In this part you will write the code to handle the master and the workers, enabling a MapReduce job to be split across multiple machines. Write your code in a file called master.go.

In the first two parts of this project, everything was part of the main package. In this part, you will split the library code into a package called mapreduce, and the client code into a separate package that imports mapreduce. Here is the complete source for a suitable client that implements word count:

package main

import (
    "log"
    "mapreduce"
    "strconv"
    "strings"
    "unicode"
)

func main() {
    var c Client
    if err := mapreduce.Start(c); err != nil {
        log.Fatalf("%v", err)
    }
}

// Map and Reduce functions for a basic wordcount client

type Client struct{}

func (c Client) Map(key, value string, output chan<- mapreduce.Pair) error {
    defer close(output)
    lst := strings.Fields(value)
    for _, elt := range lst {
        word := strings.Map(func(r rune) rune {
            if unicode.IsLetter(r) || unicode.IsDigit(r) {
                return unicode.ToLower(r)
            }
            return -1
        }, elt)
        if len(word) > 0 {
            output <- mapreduce.Pair{Key: word, Value: "1"}
        }
    }
    return nil
}

func (c Client) Reduce(key string, values <-chan string, output chan<- mapreduce.Pair) error {
    defer close(output)
    count := 0
    for v := range values {
        i, err := strconv.Atoi(v)
        if err != nil {
            return err
        }
        count += i
    }
    p := mapreduce.Pair{Key: key, Value: strconv.Itoa(count)}
    output <- p
    return nil
}

In this example, the library is imported as mapreduce, implying that it is located at $GOPATH/src/mapreduce. You may put it at a different location and update the import path accordingly.
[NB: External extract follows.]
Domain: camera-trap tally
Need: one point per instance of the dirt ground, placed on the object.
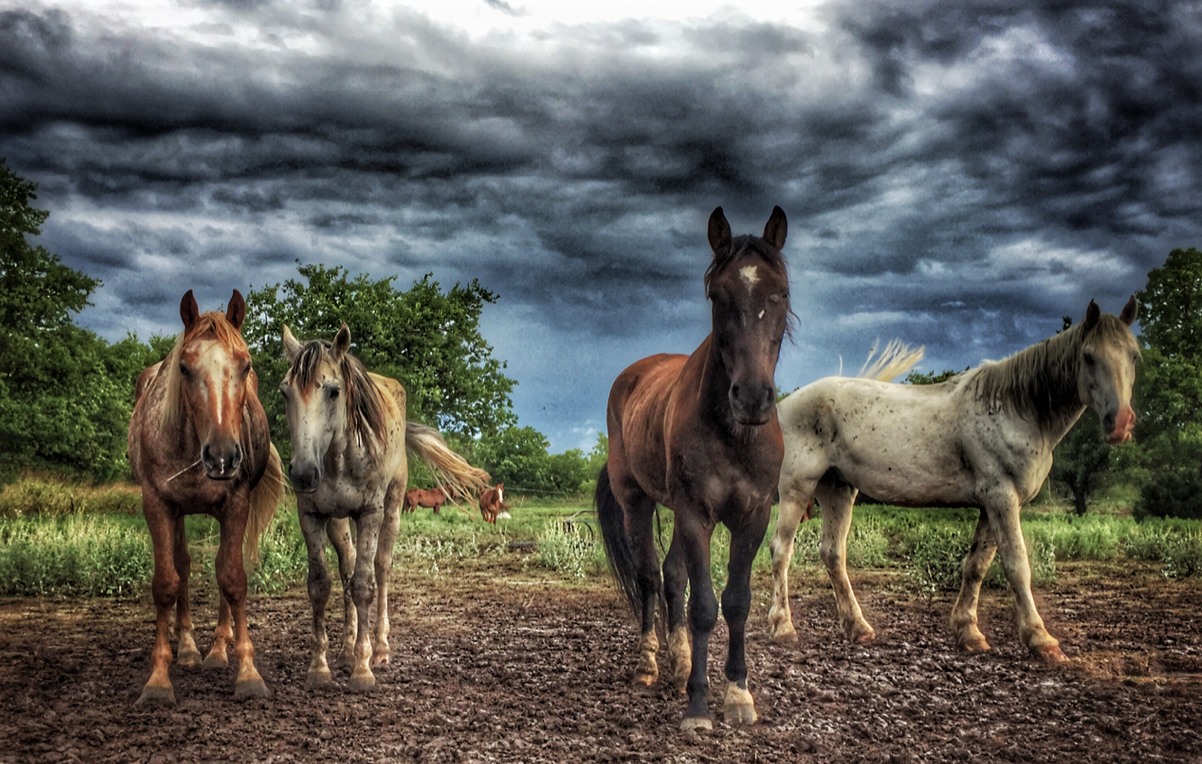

There are a few points worth noting:

  1. The Pair type is implemented in the mapreduce package, so the client code must name it as mapreduce.Pair.
  2. The Client type can be anything, and can be named anything. All that matters is that it implements the mapreduce.Interface interface so that it can be used in the call to mapreduce.Start. Note that there is no mention of mapreduce.Interface in the codeā€”the compiler verifies that the Client type implements the correct interface, so no declaration is necessary.
  3. The code is the same for the master or a worker. All command-line arguments are handled by mapreduce.Start, and it decides which role this instance will assume.
  4. In our implementaiton, the Client instance should not hold any important information that needs to be shared across nodes. Each instance (master and workers) will create its own fresh instance of Client, so workers will not be able to use Client as a way to share data.

The mapreduce.Start function starts by processing command-line arguments. You can use the flag package from the standard library to make this easier, or you can use a different mechanism. You should choose a reasonable set of command-line options that will give the user sufficient control over the process. Here are a few issues to consider when you design your interface:

The master

The master node needs to do the following:

  1. Split the input file and start an HTTP server to serve source chunks to map workers.
  2. Generate the full set of map tasks and reduce tasks. Note that reduce tasks will be incomplete initially, because they require a list of the hosts that handled each map task.
  3. Create and start an RPC server to handle incoming client requests. Note that it can use the same HTTP server that shares static files.
  4. Serve tasks to workers. The master should issue map tasks to workers that request jobs, then wait until all map tasks are complete before it begins issuing reduce jobs.
  5. Wait until all jobs are complete.
  6. Gather the reduce outputs and join them into a single output file.
  7. Tell all workers to shut down, then shut down the master.

Workers

A worker node needs to do the following in a loop:

  1. Start an HTTP server to serve intermediate data files to other workers and back to the master.
  2. Request a job from the master.
  3. Process each job using the code from part 2.
  4. Shut down and clean up when finished.

RPC server

You are free to design and implement your RPC calls in a way that makes sense to you. The master and workers all share a single code base, so they can easily share data structures.